I'm an hour or so away in Dickson County if no one closer responds pm me and I'll give you my contact information.


----------



## Fleetwood271 (Mar 29, 2016)

Slow Drone said:


> I'm an hour or so away in Dickson County if no one closer responds pm me and I'll give you my contact information.


Thanks Slow Drone!


----------



## Kamon A. Reynolds (Apr 15, 2012)

I'm in Jackson county. Not to far off


----------



## johnwratcliff (Feb 24, 2015)

Fleet,
Ok in Hendersonville


----------



## indypartridge (Nov 18, 2004)

Hello and Welcome!

Are any of these clubs near you?
http://www.tnbeekeepers.org/bee-clubs/

Clubs are great places to find mentors and get connected to nearby beekeepers.


----------



## TalonRedding (Jul 19, 2013)

Right across the county line in Pleasant Shade.


----------



## LeifLiberty (Sep 23, 2014)

Hendersonville area.


----------



## Fleetwood271 (Mar 29, 2016)

Thanks!


Tennessee's Bees LLC said:


> I'm in Jackson county. Not to far off


----------



## Fleetwood271 (Mar 29, 2016)

Thanks! 


johnwratcliff said:


> Fleet,
> Ok in Hendersonville


----------



## Fleetwood271 (Mar 29, 2016)

LeifLiberty said:


> Hendersonville area.


Thanks!


----------



## Fleetwood271 (Mar 29, 2016)

TalonRedding said:


> Right across the county line in Pleasant Shade.


Thanks!


----------



## Fleetwood271 (Mar 29, 2016)

Looks like there is one in Gallatin and Lebanon. Thanks!


indypartridge said:


> Hello and Welcome!
> 
> Are any of these clubs near you?
> http://www.tnbeekeepers.org/bee-clubs/
> ...


----------



## AmericasBeekeeper (Jan 24, 2010)

Welcome 271!


----------



## David LaFerney (Jan 14, 2009)

I'm just north of Cookeville and I host an open apiary session more or less every Saturday morning during the spring. You're welcome to come.


----------



## Fleetwood271 (Mar 29, 2016)

Sounds Great. I just saw this. I wish I had seen it last night, and I would have been there this morning. My work is working all day and I have nothing to do. Hope to see you in a week or so.


David LaFerney said:


> I'm just north of Cookeville and I host an open apiary session more or less every Saturday morning during the spring.

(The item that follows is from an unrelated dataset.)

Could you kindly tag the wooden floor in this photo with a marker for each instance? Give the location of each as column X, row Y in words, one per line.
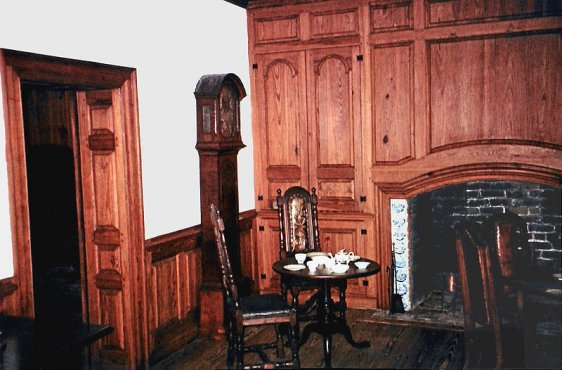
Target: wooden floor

You're welcome to come.


----------



## birdie (Feb 11, 2013)

I'm in Watertown, you welcome to come to the Wilson County Bee Keepers Association meetings, https://wilsoncountybeekeepers.org/ . It's a great group and all meetings except for June and December(Picnic and Christmas Dinner) are open to the public. Meetings are normally the first Monday of the month, we meet at the Wilson County Fair grounds, due to construction you have to enter on Tennessee Blvd instead of the front entrance. Here is the link to the calendar of upcoming events, https://wilsoncountybeekeepers.org/calendar .


----------



## Fleetwood271 (Mar 29, 2016)

Thanks Birdie!!



birdie said:


> I'm in Watertown, you welcome to come to the Wilson County Bee Keepers Association meetings, https://wilsoncountybeekeepers.org/ . It's a great group and all meetings except for June and December(Picnic and Christmas Dinner) are open to the public. Meetings are normally the first Monday of the month, we meet at the Wilson County Fair grounds, due to construction you have to enter on Tennessee Blvd instead of the front entrance. Here is the link to the calendar of upcoming events, https://wilsoncountybeekeepers.org/calendar .


----------



## PepperBeeMan (Apr 27, 2016)

Murfreesboro, TN here!


----------



## Fleetwood271 (Mar 29, 2016)

Thanks!



AmericasBeekeeper said:


> Welcome 271!


----------